Issue with Fine-Tuning SageFormer Model: CUDA Error

Scbas_scias · March 1, 2024, 10:32am

I’m encountering a problem while fine-tuning the SageFormer model from Hugging Face in a Colab notebook. After a certain number of epochs, I consistently encounter the following error:

RuntimeError: CUDA error: device-side assert triggered
CUDA kernel errors might be asynchronously reported at some other API call, so the stacktrace below might be incorrect.
For debugging consider passing CUDA_LAUNCH_BLOCKING=1.
Compile with `TORCH_USE_CUDA_DSA` to enable device-side assertions.

My training data consists of images sized at (640, 640, 3), and I’m using an image processor to align them with the model. Despite trying various approaches, I’m still unable to resolve this issue.

checkpoint = "nvidia/mit-b0"
image_processor = AutoImageProcessor.from_pretrained(checkpoint, reduce_labels=False)

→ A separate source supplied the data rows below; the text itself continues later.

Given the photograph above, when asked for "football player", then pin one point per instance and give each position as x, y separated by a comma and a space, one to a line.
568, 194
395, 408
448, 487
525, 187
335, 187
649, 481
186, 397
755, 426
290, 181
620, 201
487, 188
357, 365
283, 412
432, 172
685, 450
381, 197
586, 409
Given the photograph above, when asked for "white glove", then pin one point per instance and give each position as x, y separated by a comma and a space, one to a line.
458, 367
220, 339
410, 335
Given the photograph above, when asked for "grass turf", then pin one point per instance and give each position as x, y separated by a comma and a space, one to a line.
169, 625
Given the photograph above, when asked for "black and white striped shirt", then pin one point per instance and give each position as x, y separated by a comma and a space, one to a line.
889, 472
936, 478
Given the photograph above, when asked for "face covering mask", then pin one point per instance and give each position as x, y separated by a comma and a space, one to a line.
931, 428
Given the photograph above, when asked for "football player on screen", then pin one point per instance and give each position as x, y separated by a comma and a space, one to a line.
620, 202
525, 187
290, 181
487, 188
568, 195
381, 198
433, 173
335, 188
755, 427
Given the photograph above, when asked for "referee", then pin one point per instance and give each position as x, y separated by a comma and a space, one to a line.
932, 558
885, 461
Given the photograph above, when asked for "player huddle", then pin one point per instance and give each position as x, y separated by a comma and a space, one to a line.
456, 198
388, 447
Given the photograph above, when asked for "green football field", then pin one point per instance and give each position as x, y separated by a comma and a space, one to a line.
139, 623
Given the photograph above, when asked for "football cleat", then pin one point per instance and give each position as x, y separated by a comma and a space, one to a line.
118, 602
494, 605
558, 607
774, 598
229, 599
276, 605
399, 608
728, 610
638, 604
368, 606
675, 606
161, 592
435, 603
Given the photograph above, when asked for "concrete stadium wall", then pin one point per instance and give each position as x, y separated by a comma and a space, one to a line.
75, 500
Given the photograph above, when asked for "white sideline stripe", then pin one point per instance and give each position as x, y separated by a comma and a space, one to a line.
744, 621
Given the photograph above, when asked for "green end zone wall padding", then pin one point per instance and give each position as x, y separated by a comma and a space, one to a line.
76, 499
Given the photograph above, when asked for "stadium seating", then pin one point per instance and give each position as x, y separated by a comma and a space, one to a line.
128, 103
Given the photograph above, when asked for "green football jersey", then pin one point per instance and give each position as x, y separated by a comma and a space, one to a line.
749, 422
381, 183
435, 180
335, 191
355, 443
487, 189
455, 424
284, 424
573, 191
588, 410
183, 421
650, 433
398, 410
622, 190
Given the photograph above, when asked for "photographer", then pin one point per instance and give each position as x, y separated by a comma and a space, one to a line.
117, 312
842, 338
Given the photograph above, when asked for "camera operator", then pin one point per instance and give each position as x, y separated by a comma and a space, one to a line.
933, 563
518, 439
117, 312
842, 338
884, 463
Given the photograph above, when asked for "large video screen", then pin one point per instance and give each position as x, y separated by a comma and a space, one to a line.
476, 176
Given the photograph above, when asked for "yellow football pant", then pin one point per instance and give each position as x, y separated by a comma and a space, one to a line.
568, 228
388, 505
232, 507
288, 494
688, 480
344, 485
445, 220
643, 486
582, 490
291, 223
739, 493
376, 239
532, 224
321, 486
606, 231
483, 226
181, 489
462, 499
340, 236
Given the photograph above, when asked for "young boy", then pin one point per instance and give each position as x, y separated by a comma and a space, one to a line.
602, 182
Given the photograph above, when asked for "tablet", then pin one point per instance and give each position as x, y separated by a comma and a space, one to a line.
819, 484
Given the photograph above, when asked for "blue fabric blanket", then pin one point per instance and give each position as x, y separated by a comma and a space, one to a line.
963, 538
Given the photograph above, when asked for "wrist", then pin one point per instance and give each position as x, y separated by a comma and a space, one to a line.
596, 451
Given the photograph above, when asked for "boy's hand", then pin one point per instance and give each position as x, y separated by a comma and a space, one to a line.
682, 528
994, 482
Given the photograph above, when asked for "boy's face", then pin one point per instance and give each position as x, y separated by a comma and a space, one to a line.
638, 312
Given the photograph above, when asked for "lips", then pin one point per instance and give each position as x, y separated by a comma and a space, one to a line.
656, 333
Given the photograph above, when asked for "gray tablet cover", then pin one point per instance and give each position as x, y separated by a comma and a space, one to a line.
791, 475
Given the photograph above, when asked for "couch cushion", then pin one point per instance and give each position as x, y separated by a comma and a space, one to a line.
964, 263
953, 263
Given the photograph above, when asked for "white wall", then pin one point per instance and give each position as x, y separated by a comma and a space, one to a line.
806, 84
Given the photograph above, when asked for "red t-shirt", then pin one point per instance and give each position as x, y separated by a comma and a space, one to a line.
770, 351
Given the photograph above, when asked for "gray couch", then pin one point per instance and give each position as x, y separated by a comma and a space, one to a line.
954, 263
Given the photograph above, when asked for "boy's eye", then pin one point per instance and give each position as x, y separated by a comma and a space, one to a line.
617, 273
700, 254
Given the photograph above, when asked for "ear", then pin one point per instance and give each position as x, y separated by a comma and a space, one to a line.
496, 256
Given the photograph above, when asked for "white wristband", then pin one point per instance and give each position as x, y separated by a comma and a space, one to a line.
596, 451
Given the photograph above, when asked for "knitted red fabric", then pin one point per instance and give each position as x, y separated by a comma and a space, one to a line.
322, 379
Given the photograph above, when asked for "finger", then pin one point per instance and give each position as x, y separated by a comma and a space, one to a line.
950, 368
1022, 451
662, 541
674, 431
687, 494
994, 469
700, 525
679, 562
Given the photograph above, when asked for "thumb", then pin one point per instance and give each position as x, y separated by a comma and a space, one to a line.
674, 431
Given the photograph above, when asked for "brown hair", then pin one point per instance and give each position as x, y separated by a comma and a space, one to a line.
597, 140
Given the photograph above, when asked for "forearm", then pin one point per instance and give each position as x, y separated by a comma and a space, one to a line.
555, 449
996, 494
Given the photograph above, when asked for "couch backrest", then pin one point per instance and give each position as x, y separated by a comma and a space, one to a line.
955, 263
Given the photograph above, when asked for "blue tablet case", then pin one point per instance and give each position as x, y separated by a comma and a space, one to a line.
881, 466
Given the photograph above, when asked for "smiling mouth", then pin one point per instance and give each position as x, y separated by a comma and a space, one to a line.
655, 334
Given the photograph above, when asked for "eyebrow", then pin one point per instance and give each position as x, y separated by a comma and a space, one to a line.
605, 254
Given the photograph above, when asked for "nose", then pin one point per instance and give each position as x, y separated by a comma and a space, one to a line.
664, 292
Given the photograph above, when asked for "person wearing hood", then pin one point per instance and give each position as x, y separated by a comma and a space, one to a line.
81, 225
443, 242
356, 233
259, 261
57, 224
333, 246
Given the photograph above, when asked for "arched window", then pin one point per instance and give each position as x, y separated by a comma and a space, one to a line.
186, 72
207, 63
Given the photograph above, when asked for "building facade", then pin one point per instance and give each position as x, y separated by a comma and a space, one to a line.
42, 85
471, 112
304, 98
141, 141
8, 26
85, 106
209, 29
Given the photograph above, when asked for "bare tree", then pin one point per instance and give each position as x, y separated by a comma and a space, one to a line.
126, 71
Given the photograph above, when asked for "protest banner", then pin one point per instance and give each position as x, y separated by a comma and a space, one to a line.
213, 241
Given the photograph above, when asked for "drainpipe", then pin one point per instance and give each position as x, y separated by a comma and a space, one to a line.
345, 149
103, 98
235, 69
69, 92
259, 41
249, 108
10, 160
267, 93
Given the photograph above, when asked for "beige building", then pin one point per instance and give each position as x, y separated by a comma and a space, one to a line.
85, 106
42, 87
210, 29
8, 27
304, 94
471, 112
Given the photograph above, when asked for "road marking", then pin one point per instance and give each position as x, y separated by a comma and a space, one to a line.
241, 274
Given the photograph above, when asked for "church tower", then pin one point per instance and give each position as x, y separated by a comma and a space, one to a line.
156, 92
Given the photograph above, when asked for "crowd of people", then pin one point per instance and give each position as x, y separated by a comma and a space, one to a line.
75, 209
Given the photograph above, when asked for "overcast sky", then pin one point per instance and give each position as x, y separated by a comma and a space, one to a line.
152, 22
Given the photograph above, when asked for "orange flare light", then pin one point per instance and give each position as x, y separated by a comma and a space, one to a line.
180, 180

Could anyone offer insights into why this error might be occurring and how I could potentially troubleshoot it?

ptrblck · March 2, 2024, 6:00pm

Rerun your script via CUDA_LAUNCH_BLOCKING=1 python script.py args and check the stacktrace to isolate the failing method. Often these kind of issues are raised in an embedding layer receiving inputs containing values of of the expected range ([0, num_embeddings-1]).